Au début du mois de Décembre 2016 une collision entre un camion et un bus à l’entrée de Koumpentoum (Est) a fait prés d’une vingtaine de morts et cinquante blessés. Interpellé sur les causes de l’accident, le chauffeur qui était sur son lit d’hôpital, avait affirmé : « c’est à cause des phares du camion que le choc a eu lieu ». Pour les habitués des horaires en destination de Diaobé, Casamance, Tamba, qui ne font le trajet que la nuit savent de quoi cela retourne.

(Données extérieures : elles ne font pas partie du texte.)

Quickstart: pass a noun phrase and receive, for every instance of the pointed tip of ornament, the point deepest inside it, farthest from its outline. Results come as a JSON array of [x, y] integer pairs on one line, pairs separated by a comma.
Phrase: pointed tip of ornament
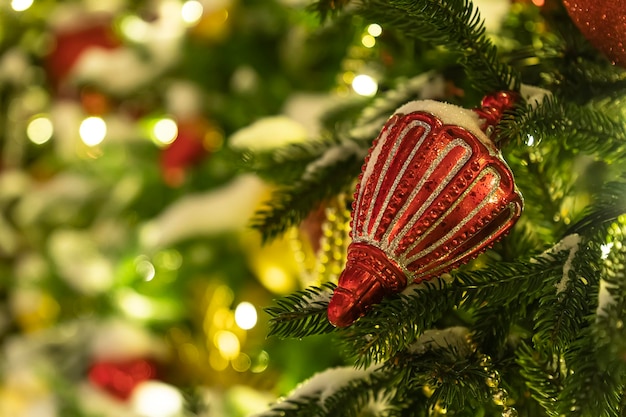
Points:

Eux ils savent que les phares des véhicules, qui ne respectent aucune norme sont la cause de nombre d’accidents sur nos routes.

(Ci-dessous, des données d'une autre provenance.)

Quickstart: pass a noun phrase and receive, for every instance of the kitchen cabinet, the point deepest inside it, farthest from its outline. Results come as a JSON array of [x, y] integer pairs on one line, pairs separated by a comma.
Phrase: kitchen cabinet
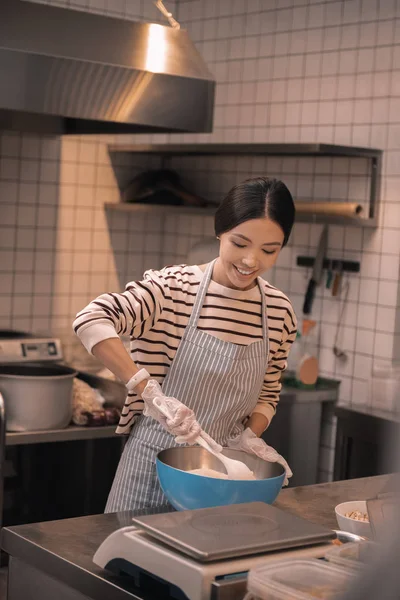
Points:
[[366, 442], [58, 474]]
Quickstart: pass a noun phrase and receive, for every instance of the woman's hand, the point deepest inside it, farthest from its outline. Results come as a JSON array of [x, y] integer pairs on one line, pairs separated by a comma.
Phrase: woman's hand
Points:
[[248, 442], [182, 424]]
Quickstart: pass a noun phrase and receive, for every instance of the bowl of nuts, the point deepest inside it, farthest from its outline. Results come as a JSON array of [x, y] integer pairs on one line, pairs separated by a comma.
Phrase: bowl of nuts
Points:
[[353, 517]]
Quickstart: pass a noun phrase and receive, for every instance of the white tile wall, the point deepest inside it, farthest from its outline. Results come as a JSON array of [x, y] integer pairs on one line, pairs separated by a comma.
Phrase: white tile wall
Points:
[[287, 70]]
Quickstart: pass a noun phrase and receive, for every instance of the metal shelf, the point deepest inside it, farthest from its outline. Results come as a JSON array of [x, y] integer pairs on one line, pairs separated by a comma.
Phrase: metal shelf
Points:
[[159, 209], [247, 149], [166, 151], [68, 434], [166, 209]]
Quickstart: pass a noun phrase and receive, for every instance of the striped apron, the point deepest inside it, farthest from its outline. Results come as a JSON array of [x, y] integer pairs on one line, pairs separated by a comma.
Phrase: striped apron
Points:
[[220, 381]]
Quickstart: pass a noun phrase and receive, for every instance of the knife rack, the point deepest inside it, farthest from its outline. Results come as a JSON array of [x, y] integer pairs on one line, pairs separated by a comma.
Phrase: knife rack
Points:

Et pourtant, ces véhicules dépassent des dizaines et des dizaines de policiers et de gendarmes, qui ne font aucun contrôle sérieux de ces véhicules qui traversent ainsi tout le pays. Le président de la République a dit à Saint-Louis, qu’ « on a dépassé les limites de la tolérance », mais il  ne s’en est malheureusement pris qu'à l’âge des véhicules et a oublié de nommer les policiers et les gendarmes qui sont stationnés sur les routes et qui pensent plus à leur poche, qu’à la sécurité des usagers. La tolérance zéro devrait s’appliquer à eux en premier. Car comment comprendre qu’un gendarme ou un policier ne puisse pas prendre le temps et le soin de contrôler les feux arrière et les phares d’un véhicule en circulation la nuit ?

On a l’impression que ce n’est pas leur problème, car dans un pays sérieux où les contrôles se font sérieusement, on ne badine pas avec ces choses-là. Vous êtes en règle vous passez, vous ne l’êtes pas, vous ne sortez même pas de la gare pour une tolérance zéro, c’est là-bas qu’il faut démarrer. Par ailleurs, les mauvais stationnements de véhicules, parfois en panne sur les routes sans aucun respect des mesures de sécurité, font également des dégâts énormes.

Pour ces cas, Il y a un sérieux problème, car rien ne les oblige à respecter la procédure normale dans pareille circonstance. Les chauffeurs sont obligés de faire avec. D’où la nécessité urgente d’impliquer dans le processus de contrôle les sapeurs pompiers. Pour plus d’efficacité, il faut qu’ils interviennent dans le contrôle routier des véhicules et des chauffeurs avec des outils modernes de suivi du taux d’alcoolémie, de test de sommeil…

Dans chacune des grandes villes du Sénégal, on a des sapeurs pompiers, ils doivent pouvoir intervenir dans le contrôle à l’entrée ou à la sortie de chaque ville. Par ailleurs, ils doivent pouvoir faire des rondes presque toutes les deux heures à 100 km dans un sens comme dans un autre de leur base. Cela pourrait éviter pas mal d’accident et les sapeurs ne seront plus des médecins ...après la mort.